Hey, Kiddo and Bounce Back

Krosoczka, Jarrett J. Hey, Kiddo
September 25th 2018 by Graphix
E ARC from Edelweiss Plus

In this graphic novel style memoir, Krosoczka describes the difficulties he faced growing up in the 1980s and 90s. His mother was not married and did not even list his father on his birth certificate, and struggled with addiction, mainly to heroin. After the age of three, Krosoczka was cared for by his grandparents and learned not to rely on seeing his mother, who was in and out of residential programs. His two aunts were still at home, and his basic needs were met, but his grandparents had problems of their own. Both alcoholics, they bordered on verbally abusive on occasion. Still, they were generally supportive and encouraged Krosoczka to pursue his art, which was something that helped him cope throughout his school career. In notes at the end, we learn a little about the way the book was written, and also that Krosoczka lost his mother in 2017 to a final heroin overdose.

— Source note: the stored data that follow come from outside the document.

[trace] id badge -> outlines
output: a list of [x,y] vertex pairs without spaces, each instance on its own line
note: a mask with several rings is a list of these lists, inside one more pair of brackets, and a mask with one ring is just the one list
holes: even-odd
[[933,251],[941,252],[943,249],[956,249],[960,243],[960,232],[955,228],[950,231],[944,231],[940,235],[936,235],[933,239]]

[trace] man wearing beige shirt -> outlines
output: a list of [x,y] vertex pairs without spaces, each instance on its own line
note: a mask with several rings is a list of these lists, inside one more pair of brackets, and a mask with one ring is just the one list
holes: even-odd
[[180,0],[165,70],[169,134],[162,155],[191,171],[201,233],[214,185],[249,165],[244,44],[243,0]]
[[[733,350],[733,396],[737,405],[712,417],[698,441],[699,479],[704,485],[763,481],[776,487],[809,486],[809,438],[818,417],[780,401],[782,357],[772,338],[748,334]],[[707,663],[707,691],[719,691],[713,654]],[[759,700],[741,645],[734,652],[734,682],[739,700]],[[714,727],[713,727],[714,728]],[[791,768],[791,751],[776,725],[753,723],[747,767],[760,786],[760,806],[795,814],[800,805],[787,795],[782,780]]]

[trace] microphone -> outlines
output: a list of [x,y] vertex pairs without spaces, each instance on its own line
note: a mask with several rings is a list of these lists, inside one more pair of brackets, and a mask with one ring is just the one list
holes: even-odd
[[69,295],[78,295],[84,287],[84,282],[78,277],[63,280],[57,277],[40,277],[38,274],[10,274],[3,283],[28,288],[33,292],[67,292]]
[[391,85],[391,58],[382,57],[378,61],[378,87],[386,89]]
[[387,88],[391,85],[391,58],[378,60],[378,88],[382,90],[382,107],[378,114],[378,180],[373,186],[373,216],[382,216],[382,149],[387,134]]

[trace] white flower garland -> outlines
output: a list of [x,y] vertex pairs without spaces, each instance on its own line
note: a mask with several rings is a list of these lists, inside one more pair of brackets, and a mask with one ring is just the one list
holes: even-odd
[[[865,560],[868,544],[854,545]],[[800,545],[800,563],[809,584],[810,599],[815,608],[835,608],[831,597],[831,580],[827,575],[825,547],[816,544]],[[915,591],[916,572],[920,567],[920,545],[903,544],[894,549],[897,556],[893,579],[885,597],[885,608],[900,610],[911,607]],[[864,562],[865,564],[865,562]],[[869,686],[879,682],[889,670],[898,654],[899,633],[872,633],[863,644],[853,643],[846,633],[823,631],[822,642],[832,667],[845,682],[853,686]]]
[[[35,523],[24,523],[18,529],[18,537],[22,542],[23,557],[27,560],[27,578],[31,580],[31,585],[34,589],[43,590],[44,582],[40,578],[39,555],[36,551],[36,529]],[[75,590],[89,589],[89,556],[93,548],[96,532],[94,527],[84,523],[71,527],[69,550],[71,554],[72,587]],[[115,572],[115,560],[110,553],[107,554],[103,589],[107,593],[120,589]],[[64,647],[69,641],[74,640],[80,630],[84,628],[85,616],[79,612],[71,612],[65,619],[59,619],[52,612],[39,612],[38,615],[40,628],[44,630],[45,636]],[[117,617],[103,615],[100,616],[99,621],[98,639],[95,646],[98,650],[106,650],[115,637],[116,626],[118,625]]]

Strengths: In the current climate where openness and frank discussion of issues is encouraged, this will be popular. Krosoczka tells his story in a compelling way and rolls up his sleeves rather than wrings his hands, and the artwork is excellent as always. I particularly liked the way he worked in some wallpaper from his childhood home.
Weaknesses: This is very frank, covering issues such as unmarried parents and drug and alcohol abuse, and has some vulgar language. The digital ARC was hard to read at spots, and the grandmother usually uses "fecking", but there was at least one full octane version of that word.

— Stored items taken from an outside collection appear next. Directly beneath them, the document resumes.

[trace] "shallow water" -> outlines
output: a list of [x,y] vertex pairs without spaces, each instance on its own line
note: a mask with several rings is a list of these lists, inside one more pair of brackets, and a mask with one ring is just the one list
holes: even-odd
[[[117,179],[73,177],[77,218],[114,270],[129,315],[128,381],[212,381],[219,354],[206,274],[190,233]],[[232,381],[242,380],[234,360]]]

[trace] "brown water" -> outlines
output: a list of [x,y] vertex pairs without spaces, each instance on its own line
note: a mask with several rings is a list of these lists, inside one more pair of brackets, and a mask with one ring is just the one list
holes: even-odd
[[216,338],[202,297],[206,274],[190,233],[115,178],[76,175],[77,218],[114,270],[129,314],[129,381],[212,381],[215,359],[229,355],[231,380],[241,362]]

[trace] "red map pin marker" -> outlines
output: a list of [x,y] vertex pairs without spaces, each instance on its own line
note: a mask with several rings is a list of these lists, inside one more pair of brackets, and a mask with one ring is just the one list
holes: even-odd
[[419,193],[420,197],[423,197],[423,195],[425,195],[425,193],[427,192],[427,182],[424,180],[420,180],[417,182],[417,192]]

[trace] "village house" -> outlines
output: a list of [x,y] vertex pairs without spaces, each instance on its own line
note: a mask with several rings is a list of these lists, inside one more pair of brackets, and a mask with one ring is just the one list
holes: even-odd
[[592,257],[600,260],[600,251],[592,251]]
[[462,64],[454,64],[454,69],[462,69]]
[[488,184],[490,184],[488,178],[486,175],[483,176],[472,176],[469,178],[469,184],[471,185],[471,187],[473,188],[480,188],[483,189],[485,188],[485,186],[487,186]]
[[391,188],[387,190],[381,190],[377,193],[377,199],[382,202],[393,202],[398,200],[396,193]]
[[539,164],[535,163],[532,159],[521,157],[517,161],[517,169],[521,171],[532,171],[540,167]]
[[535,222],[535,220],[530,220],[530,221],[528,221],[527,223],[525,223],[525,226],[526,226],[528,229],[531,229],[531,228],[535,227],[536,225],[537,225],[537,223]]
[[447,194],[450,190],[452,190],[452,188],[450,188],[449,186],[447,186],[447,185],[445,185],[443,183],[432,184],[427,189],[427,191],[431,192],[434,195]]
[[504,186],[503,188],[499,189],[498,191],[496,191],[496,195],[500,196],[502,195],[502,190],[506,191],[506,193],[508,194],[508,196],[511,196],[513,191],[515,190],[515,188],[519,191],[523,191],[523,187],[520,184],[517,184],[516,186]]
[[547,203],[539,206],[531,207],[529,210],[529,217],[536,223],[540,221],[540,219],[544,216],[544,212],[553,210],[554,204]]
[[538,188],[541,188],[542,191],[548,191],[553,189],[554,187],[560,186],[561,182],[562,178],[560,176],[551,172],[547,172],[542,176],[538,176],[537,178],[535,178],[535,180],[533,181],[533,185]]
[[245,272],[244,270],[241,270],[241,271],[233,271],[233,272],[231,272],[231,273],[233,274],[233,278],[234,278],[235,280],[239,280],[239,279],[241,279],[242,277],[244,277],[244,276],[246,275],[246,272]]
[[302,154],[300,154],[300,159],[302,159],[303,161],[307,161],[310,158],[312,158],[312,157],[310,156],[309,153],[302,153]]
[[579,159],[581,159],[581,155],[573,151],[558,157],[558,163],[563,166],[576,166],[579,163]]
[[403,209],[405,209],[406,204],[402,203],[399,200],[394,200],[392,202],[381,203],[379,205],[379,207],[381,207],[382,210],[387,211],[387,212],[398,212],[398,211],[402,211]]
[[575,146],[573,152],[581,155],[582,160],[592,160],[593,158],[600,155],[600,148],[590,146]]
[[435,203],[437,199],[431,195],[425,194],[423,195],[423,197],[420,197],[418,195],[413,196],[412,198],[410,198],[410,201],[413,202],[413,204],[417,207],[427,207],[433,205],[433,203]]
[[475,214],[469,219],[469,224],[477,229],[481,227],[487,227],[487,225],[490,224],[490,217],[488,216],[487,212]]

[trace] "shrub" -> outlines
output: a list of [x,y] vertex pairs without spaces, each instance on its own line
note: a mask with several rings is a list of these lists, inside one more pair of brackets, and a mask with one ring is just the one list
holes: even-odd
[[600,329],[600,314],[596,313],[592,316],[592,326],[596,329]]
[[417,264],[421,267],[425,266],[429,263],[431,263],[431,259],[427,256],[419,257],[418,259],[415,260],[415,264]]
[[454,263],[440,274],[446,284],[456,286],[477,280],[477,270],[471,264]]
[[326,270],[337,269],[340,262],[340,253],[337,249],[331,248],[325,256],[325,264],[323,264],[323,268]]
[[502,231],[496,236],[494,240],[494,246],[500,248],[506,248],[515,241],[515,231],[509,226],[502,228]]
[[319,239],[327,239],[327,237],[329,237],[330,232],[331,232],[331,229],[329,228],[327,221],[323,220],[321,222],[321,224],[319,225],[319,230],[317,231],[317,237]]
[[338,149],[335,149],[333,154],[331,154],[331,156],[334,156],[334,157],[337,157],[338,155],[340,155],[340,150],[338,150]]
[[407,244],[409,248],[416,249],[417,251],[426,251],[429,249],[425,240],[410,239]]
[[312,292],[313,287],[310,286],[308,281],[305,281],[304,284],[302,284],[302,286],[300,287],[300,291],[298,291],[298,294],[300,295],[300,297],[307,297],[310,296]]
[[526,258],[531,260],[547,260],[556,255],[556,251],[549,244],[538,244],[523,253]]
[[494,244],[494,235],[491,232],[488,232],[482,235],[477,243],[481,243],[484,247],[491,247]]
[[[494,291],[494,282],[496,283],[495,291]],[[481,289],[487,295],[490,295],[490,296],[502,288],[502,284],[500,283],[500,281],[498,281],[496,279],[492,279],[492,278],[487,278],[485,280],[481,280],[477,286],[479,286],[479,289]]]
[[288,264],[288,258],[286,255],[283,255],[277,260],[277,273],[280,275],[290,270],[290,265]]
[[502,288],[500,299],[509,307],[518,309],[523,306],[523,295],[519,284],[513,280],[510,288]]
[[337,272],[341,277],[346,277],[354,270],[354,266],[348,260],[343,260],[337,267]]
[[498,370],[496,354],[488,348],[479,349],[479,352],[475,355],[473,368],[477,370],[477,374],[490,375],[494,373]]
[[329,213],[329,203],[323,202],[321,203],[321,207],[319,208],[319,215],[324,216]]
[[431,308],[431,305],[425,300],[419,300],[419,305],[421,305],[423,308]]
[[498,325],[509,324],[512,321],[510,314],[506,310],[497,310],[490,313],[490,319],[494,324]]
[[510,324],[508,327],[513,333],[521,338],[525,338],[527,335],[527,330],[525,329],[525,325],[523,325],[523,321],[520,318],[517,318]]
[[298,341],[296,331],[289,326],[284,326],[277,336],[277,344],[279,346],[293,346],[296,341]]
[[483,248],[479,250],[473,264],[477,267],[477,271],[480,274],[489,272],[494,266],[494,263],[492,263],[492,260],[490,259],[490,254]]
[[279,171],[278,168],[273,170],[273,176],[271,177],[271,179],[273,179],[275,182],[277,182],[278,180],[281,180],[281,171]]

What I really think: It may be hard for the book to find the right audience. Fans of graphic novels or the Lunchlady Books who pick this up expecting a light, fun read will be surprised. That being said, I do have students who are being raised by their grandparents because their parents are unfit, imprisoned, or deceased. Not that I'm going to push this book on those students, but other students might be more understanding if they read this, and all students should be able to see their experiences reflected in literature.

Khan, Hena. Bounce Back. (Zayd Saleem, Chasing the Dream #3)

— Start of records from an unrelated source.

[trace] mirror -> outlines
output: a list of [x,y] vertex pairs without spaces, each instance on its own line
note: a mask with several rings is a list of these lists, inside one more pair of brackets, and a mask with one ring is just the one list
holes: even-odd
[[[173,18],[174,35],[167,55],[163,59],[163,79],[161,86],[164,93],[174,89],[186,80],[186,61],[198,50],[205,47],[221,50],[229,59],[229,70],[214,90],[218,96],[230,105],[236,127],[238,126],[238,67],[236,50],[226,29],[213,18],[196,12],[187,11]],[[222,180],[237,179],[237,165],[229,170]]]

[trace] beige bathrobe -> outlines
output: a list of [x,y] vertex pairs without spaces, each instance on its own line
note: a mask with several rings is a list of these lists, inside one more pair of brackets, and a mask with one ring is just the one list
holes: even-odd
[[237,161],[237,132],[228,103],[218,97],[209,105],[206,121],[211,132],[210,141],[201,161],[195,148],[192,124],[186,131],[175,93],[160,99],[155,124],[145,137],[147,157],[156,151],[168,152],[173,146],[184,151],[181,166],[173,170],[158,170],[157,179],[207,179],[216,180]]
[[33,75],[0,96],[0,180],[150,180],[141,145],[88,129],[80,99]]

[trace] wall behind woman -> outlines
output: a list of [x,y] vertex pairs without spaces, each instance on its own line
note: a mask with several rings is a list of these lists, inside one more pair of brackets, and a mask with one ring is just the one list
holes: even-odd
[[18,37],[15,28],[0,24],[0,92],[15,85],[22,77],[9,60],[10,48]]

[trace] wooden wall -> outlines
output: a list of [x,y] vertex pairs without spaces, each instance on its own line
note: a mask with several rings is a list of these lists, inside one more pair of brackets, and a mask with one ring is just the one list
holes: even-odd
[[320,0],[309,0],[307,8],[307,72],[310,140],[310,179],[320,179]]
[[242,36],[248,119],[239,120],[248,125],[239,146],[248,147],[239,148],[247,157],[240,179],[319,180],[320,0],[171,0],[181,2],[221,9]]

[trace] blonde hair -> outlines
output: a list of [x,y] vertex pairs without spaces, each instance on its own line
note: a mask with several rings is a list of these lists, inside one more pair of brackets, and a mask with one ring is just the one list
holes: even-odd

October 2nd 2018 by Salaam Reads
E ARC from Edelweiss Plus

Zayd is busy with basketball and also his uncle Jamal Mamoo's large Pakistani style wedding, which takes up a lot of family time, but has an unexpected set back-- he sprains his ankle playing basketball and ends up on crutches. He can't play, and he's not happy about it. Shortly afterward, his beloved grandfather Nana Abu has a heart attack. While it's not fatal, he ends up in the hospital, and then both of his grandparents move in with Zayd's family for a bit while Nana Abu recuperates. When Zayd's ankle is a better, he is allowed back on the court but struggles, worrying that he will reinjure himself. He also struggles with wanting to tell his teammates information that might help them play better, and his coach reassures him that taking a leadership position is difficult, but important.
Strengths: This addresses two very common and important concerns young readers face-- sports injuries and ailing grandparents. Khan really has hit the sweet spot of incorporating specific cultural information into universal stories that is a great way to show readers that while the particulars of Zayd's family, food, and celebrations might be different from their own, the essentials of his life are very similar to their own. I would love to see more sports books dealing with injuries, since they can change the way a student's entire school year goes.
Weaknesses: Zayd complains about going to practice and games when he is injured, thinking that watching tv and drinking milkshakes instead is due recompense. That seemed odd to me-- my injured runners are always very good about coming to practices, even though it often means they are sitting around in a field somewhere!
What I really think: I would love a similar but longer and more complex series with a slightly older character; my 8th graders are not going to pick this up because it looks too easy and Zayd is too young.